If there’s one iconic album artwork that almost everyone will know is and Andy Warhol piece it’s this one. The 1967 self-titled album from Factory superstars, The Velvet Underground. The band were a plaything of sorts for Warhol who managed the group briefly. With Lou Reed and John Cale at his songwriting disposal, Warhol was entrusted with the album artwork.
Next up was the self-titled record of jazz pianist Count Basie which featured a stunning portrait fo the man himself.The musician’s face only enhanced by the block type, it’s a classic piece of Warhol arrangement that confirmed Basie’s position as a cultural icon — the very kind Warhol would make famous later in his career.
Billy Squier can count himself among the plethora of stars to have been given his very own Warhol portrait.
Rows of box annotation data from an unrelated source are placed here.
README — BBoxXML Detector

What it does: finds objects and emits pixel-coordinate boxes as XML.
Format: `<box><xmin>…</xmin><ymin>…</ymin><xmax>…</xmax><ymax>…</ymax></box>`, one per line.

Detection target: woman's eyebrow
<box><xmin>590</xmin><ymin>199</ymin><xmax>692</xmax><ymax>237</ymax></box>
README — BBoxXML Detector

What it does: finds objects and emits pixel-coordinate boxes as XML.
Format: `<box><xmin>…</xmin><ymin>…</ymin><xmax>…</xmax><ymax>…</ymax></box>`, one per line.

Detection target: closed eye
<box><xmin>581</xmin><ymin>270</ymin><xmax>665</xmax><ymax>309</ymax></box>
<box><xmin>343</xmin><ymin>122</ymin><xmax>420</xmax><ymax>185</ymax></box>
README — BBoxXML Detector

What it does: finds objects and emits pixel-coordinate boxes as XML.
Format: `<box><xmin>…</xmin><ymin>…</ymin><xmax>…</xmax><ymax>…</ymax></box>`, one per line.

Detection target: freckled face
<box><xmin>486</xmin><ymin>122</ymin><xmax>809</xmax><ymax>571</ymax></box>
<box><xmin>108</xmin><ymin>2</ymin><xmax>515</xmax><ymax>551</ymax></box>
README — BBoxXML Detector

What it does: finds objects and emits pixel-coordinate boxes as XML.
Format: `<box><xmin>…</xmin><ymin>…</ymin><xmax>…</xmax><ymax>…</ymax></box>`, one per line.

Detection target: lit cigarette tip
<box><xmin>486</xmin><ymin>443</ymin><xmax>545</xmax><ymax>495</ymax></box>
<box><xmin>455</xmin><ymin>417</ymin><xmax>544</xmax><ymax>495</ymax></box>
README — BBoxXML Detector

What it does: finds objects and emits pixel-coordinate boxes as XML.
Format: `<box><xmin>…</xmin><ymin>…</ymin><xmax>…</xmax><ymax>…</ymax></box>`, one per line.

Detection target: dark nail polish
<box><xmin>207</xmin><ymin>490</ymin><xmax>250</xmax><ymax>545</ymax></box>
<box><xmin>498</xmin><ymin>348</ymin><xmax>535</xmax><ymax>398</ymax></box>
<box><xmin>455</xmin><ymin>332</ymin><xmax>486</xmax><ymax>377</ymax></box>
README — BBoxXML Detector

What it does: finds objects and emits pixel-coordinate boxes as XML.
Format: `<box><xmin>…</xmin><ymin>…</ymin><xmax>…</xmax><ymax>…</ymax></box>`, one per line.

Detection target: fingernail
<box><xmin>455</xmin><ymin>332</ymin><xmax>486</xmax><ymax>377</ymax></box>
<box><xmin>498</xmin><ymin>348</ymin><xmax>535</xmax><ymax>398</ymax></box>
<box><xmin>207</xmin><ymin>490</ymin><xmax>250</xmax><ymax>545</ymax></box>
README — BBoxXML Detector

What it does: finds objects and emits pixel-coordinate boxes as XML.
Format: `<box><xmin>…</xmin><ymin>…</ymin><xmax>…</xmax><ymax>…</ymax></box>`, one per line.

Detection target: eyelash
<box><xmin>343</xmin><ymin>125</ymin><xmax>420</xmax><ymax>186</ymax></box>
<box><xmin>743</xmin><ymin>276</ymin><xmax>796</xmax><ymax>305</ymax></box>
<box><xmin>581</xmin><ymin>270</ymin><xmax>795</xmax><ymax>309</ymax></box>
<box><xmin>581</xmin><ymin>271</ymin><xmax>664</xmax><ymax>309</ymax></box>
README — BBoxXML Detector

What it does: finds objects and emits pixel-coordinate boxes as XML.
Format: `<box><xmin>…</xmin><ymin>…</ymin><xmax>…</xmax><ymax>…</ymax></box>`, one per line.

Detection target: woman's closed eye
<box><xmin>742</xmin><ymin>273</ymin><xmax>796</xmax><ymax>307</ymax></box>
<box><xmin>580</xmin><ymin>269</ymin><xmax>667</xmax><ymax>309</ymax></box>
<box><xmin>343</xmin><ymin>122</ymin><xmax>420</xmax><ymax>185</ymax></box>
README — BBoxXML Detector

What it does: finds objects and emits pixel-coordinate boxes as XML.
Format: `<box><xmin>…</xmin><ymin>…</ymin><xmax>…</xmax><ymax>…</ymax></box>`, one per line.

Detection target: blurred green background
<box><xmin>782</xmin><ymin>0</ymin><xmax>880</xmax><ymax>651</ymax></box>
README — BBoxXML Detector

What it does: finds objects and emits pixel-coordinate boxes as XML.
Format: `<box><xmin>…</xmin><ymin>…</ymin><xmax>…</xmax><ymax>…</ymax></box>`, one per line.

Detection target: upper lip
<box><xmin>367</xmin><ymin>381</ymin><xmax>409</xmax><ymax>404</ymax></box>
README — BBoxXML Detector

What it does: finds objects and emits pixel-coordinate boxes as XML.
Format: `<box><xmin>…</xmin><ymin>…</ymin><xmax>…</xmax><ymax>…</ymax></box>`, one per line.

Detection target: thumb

The album was a second consecutive top 5 entry into the charts and featured the hit song ‘Everybody Wants You’.Though not on the same level of fame as the rest of the entries on our list, there’s something about Squier that drew Andy Warhol to him.
Blue Lights is another album to be graced by Warhol’s work as the record from American jazz guitarist Kenny Burrell recorded in 1958 and released on the Blue Note label as two 12 inch LPs entitled Volume 1 and Volume 2.While Warhol wasn’t exactly picking and choosing his projects at this stage in his career, jazz offered the artist a form of expression that he could understand.
Warhol’s next venture would see him reunite with The Velvet Underground’s John Cale on his 1972 masterpiece The Academy in Peril.The record was the second solo album by the Camarthen native with Warhol reverting to a more signature aesthetic than with his work with The Rolling Stones.Warhol is clearly making sure his trademark was left behind.
The New Yorker then took four years off working on record covers before producing this portrait of Paul Anka for the Canadian singer-songwriter’s 1976 effort The Painter. Paul Anka doesn’t quite hit the same levels of rock appreciation as say the Velvet Underground or the Rolling Stones. But he’s an icon nevertheless and the lounge singer gets his reward with this classic Warhol cover.